We analysed data from 1265 participants enrolled in the Korea COPD Subgroup Study, a nationwide prospective observational chronic obstructive pulmonary disease (COPD) cohort. Bronchitic status was determined using subquestionnaires of the COPD Assessment Test at baseline and after 1 year, classifying patients into three serial bronchitic groups of persistently not bronchitic (NB), intermittently bronchitic (IB) and chronic bronchitis (CB). Annualised exacerbation rates and longitudinal lung function decline rates were analysed.

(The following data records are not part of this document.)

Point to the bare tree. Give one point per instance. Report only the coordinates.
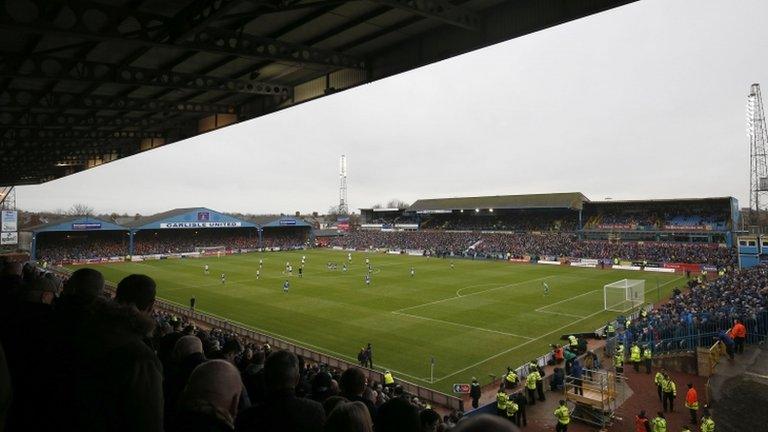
(80, 210)
(397, 203)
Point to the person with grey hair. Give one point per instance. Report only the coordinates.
(282, 411)
(349, 417)
(209, 400)
(485, 423)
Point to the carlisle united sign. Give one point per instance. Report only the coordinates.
(200, 225)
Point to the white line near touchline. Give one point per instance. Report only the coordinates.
(474, 293)
(460, 325)
(302, 343)
(533, 340)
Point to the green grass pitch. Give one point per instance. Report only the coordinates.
(474, 319)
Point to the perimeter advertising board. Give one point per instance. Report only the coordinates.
(9, 220)
(9, 227)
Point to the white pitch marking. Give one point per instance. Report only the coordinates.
(533, 340)
(460, 325)
(474, 293)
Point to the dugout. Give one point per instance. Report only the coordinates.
(531, 212)
(286, 232)
(186, 230)
(693, 220)
(79, 238)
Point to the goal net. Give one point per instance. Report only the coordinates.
(211, 250)
(624, 295)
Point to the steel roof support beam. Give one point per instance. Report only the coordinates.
(442, 10)
(53, 100)
(45, 67)
(17, 133)
(83, 18)
(28, 119)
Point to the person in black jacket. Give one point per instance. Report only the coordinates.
(210, 399)
(282, 411)
(108, 378)
(475, 391)
(352, 385)
(521, 402)
(187, 355)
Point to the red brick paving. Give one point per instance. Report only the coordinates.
(646, 398)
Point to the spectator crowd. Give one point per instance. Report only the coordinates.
(549, 244)
(79, 359)
(82, 247)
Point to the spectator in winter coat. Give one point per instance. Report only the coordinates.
(210, 399)
(282, 411)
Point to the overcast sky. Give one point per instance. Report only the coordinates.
(644, 101)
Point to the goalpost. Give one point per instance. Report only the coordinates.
(624, 295)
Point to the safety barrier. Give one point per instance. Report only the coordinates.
(249, 335)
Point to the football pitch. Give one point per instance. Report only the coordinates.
(474, 319)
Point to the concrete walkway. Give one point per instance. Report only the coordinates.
(739, 392)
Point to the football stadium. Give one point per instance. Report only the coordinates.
(525, 311)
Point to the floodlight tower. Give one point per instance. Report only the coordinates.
(343, 207)
(758, 165)
(7, 198)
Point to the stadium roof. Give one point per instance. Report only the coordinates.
(86, 82)
(77, 224)
(192, 217)
(671, 201)
(570, 200)
(287, 221)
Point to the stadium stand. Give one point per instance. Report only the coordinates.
(532, 245)
(124, 366)
(178, 231)
(42, 315)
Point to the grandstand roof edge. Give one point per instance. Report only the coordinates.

The NB group consisted of 873 individuals, the IB group contained 272 and the CB group included 120. The analysis of baseline demographics showed a greater prevalence of current smokers in the CB and IB groups compared with the NB group. Patients with CB exhibited the worst baseline symptoms and lung function, while those with IB had worse clinical features compared with those with persistently NB. Patients with CB had the highest rate of moderate-to-severe exacerbations, followed by IB, compared with persistently NB. No significant differences in forced expiratory volume in 1 s or forced vital capacity decline rates were observed among the groups.
Patients with CB and IB exhibit a greater risk of exacerbations than those with NB, whereas lung function decline rates did not significantly differ between groups.
本研究旨在评估连续两年的系列支气管炎状态对临床结局的影响,包括急性加重频率和肺功能下降率。
我们分析了来自韩国慢性阻塞性肺疾病(COPD)亚组研究的1265名参与者的数据,这是一项全国性的前瞻性观察性COPD队列研究。在基线和1年后使用COPD评估测试的子问卷确定支气管炎状态,将患者分为持续无支气管炎(NB)、间歇性支气管炎(IB)和慢性支气管炎(CB)三个系列支气管炎组。分析年化急性加重率和纵向肺功能下降率。
NB组由873人组成,IB组包含272人,CB组包括120人。基线人口统计学分析显示,与NB组相比,CB组和IB组当前吸烟者的患病率更高。CB患者表现出最差的基线症状和肺功能,而与持续NB患者相比,IB患者具有更差的临床特征。与持续NB患者相比,CB患者中重度急性加重率最高,其次是IB患者。各组之间在1秒用力呼气量或用力肺活量下降率方面未观察到显著差异。
与NB患者相比,CB和IB患者急性加重风险更高,而各组之间肺功能下降率无显著差异。